I've also paid attention to where it sits on the counter, thinking it might be to catch a leak from the ceiling that starts after I leave for the day. But the cup is in a different spot every time I go in there. And one day I saw it at 8:15 in the morning. So I threw it away. And lo and behold, when I went back in at 10:00, another cup was there.

And I've come to a conclusion that you must have come to while reading this post. I am steadily going insane. "It's just a cup, what do you care?" you might ask me. But it's not just a cup. It's a series of cups with no perceivable purpose. And someone who doesn't know me (because nobody in this office knows me) is doing this simply to mess with me. And they're destroying my slowly unraveling mind.

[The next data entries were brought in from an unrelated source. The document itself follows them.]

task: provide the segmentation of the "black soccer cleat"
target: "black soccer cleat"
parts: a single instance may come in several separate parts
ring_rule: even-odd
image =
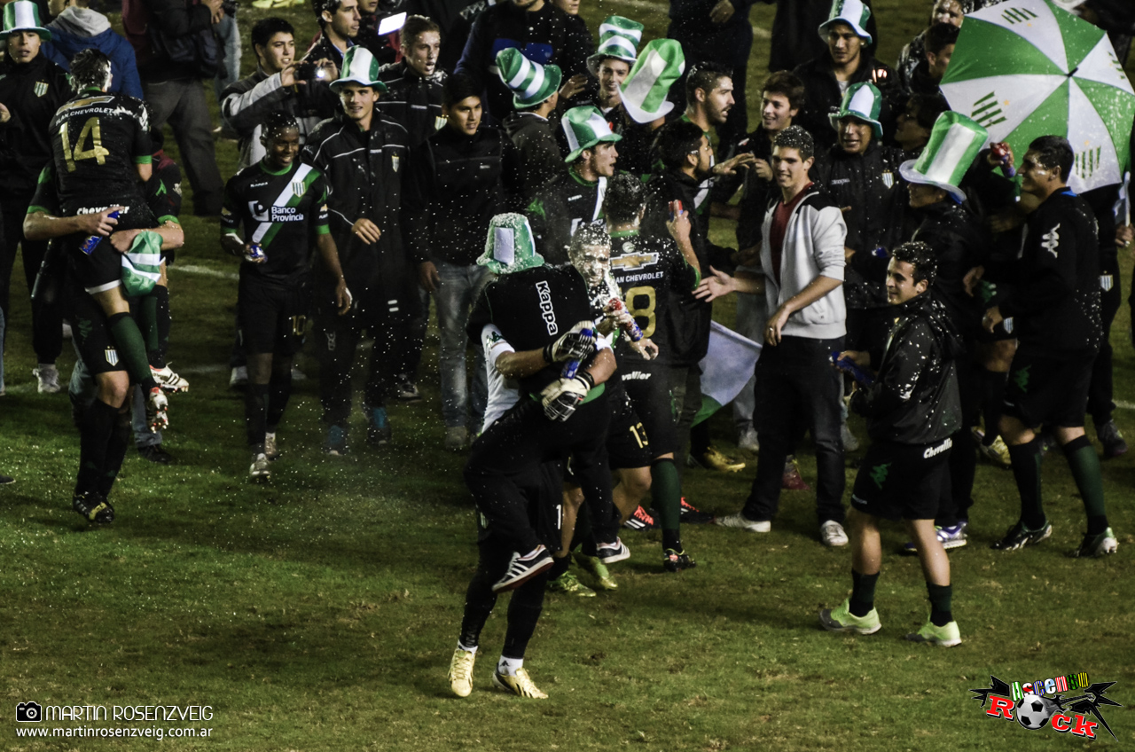
[[[666,549],[662,552],[662,568],[666,571],[681,571],[683,569],[693,569],[698,566],[698,562],[690,558],[690,554],[686,551],[674,551],[673,549]]]
[[[110,525],[115,521],[115,508],[98,491],[75,494],[72,498],[72,509],[85,517],[89,523]]]

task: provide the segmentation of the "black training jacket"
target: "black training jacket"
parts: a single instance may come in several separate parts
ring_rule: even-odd
[[[962,343],[945,308],[927,294],[893,307],[894,324],[875,383],[857,388],[851,409],[876,441],[931,444],[961,427],[955,358]]]

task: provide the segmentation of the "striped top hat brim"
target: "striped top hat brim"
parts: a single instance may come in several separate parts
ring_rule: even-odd
[[[648,42],[620,90],[623,109],[639,124],[665,117],[674,109],[666,95],[684,70],[681,43],[672,39]]]
[[[35,32],[44,42],[51,41],[51,32],[40,23],[40,9],[31,0],[16,0],[3,7],[3,36],[15,32]]]
[[[386,93],[386,84],[378,80],[378,60],[364,47],[359,44],[347,49],[343,56],[343,70],[339,77],[331,82],[331,91],[336,94],[346,84],[359,84]]]
[[[611,124],[598,107],[586,105],[573,107],[564,112],[563,118],[564,135],[568,136],[568,148],[571,152],[564,158],[565,162],[573,162],[585,150],[603,143],[604,141],[622,141],[622,136],[611,131]]]
[[[846,117],[854,117],[864,123],[869,123],[875,139],[878,140],[883,137],[883,125],[878,122],[878,115],[882,109],[883,95],[875,87],[875,84],[865,81],[848,86],[848,90],[843,93],[843,101],[840,102],[840,109],[827,117],[832,127],[836,129],[840,127],[840,120]]]
[[[599,47],[595,55],[587,58],[587,69],[596,78],[599,77],[599,64],[607,58],[615,58],[634,65],[638,59],[638,45],[642,41],[642,24],[622,16],[607,16],[599,26]]]
[[[899,174],[908,183],[940,187],[960,203],[966,200],[959,187],[961,181],[989,137],[989,131],[965,115],[942,112],[934,122],[922,154],[902,162]]]
[[[827,39],[827,30],[832,24],[843,22],[855,33],[867,40],[871,44],[872,37],[867,33],[867,20],[871,19],[871,8],[863,0],[832,0],[832,9],[827,14],[827,20],[819,25],[819,37]]]
[[[516,109],[536,107],[547,100],[563,81],[560,66],[529,60],[514,47],[497,52],[496,67],[501,81],[512,91],[512,103]]]

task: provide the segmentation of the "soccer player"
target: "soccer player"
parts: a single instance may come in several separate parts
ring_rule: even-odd
[[[479,262],[501,276],[479,296],[469,332],[480,339],[491,324],[510,343],[512,351],[498,352],[495,368],[516,381],[522,398],[486,428],[465,465],[465,483],[480,512],[480,559],[449,666],[451,687],[459,696],[472,691],[481,627],[496,594],[506,590],[516,593],[493,683],[523,697],[547,696],[523,668],[552,566],[548,549],[560,545],[555,524],[560,485],[541,483],[538,474],[571,451],[585,490],[608,504],[611,500],[611,475],[602,450],[611,412],[604,383],[614,371],[614,357],[609,350],[595,352],[582,276],[573,267],[554,268],[543,261],[523,216],[494,218]],[[579,364],[571,377],[562,373],[569,361]],[[617,536],[600,545],[599,553],[607,562],[630,555]]]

I don't think I can win this one. They have an unlimited supply of cups, and I can't stand in the bathroom and wait to catch them because that's frowned on (it's in the handbook). But if I leave the cup in the bathroom, my brain will explode. So short of leaving an ill-received passive-aggressive note, I'm not sure what to do.  I think I have to quit.


Lynnette said...

I did not have the thought that you're steadily going insane. Instead, I thought you should leave a note. But you covered that in your next to last sentence.

I'm still contemplating what would win for me: would I throw away the cup because it's driving me bonkers, or would I leave it there because I'm just ooked out enough to not want to touch something that someone else left in a bathroom?

Sheppitsgal said...

Can't you set up some sort of cctv system? Or is that also frowned upon?

Taylor said...

I think I've decided what to do. I'm going to join them. I'm going to bring a cup into the bathroom every time I go in there. And then they'll be stumped!

Also, @Sheppitsgal, that might work. You know anyone who will install a hidden camera in a men's bathroom?

DD said...

You gotta leave something different. Something so totally random that it will drive them completely nuts. Pony bead? Sunflower seed? Tongue depressor? Nuts or bolts?

DD said...

No wait. Put whatever you bring IN the cup. That will really mess with them!